To coincide with #InternationalWomensDay, we've gathered some insightful stats to help build a current picture of women in STEM. Read on below.

This year's International Women's Day theme is #eachforequal - the idea that we can bring forward gender equality through our collective individual actions. Why is this important for the world of work and business? As #IWD2020 states, 'equality is not a women's issue, it's a business issue'. The case for equality and diverse representation in the workplace is clear: diversity helps businesses thrive.

A recent study found that companies with more diverse management teams have almost 20% higher revenues due to innovation. In technology sectors such as ours, the case for diversity could be argued to be even greater. Gender equality is just one part of the diversity puzzle but it's certainly one place to start.

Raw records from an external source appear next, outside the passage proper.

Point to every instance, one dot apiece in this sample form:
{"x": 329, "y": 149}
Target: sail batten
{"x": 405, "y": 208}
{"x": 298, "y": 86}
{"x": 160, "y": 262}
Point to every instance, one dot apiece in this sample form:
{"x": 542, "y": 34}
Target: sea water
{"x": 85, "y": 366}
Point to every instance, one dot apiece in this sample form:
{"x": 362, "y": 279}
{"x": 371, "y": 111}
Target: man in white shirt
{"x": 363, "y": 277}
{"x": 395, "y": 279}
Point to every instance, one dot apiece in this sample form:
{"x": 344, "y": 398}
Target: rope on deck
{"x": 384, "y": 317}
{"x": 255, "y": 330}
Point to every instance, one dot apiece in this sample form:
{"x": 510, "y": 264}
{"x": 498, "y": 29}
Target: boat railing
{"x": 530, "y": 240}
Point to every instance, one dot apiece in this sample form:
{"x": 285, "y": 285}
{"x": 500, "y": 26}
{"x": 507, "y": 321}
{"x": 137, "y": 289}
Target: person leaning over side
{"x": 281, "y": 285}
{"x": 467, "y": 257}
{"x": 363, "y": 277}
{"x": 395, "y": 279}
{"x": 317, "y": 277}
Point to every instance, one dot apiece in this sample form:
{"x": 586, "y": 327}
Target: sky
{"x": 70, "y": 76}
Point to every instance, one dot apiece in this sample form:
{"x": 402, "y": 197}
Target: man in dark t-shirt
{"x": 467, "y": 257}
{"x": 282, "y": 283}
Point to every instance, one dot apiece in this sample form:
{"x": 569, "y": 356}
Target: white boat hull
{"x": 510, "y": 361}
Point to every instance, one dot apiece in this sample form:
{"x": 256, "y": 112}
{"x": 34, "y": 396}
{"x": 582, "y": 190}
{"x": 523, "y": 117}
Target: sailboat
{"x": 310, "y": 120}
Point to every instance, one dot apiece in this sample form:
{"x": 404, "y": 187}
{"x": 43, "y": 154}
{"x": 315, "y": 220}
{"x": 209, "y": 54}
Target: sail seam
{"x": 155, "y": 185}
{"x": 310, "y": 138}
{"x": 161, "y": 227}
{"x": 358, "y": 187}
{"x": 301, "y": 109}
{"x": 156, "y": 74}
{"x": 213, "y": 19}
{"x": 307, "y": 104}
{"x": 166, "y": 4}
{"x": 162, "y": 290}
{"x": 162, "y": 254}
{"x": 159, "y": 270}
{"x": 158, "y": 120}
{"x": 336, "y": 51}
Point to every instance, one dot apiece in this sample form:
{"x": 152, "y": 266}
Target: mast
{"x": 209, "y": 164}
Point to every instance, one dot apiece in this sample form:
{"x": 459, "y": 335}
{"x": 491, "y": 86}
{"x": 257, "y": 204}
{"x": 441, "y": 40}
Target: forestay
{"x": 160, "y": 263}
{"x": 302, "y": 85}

The question is, how close are we to gender equality in the world of STEM, including AI and robotics?

The facts speak for themselves

- 14% of AI researchers are female - and this has been decreasing over the last 10 years

- Women are 3.5 times more likely to be in a junior tech position at the age of 35+ than a man

- Only 17% of all Fortune 500 CIO positions are held by women

- 40% of US women working in science, leave full-time work after having their first child

Yet, there is a lot of progress that we can be optimistic about

- More females are choosing to study science subjects at A-Level in the UK

- There are more women in executive positions in both STEM and non-STEM FTSE 100 companies

- The benefits of women in senior positions are clear - Fortune 500 companies with at least 3 women in leading positions saw a 66% increase in ROI

- In certain countries, such as Bulgaria, women scientists and engineers actually outnumber men in those professions. Similarly in a number of Asian countries - from Thailand to Kuwait, women make up the majority of researchers


And there are some promising initiatives and programs in place too, such as:

- WISE in the UK

- Girls who Code and also coding for minority groups, e.g. Code to Inspire (helping Afghan women and girls) and Black Girls Code

- IEEE for female engineers globally

- Silicon Valley Robotics

There is clearly a lot to improve and gaps to close, and if we continue to champion an #eachforequal approach (by driving for equality and diversity in the workplace and the wider society), we can keep encouraging upcoming generations to get involved in STEM. So let's go!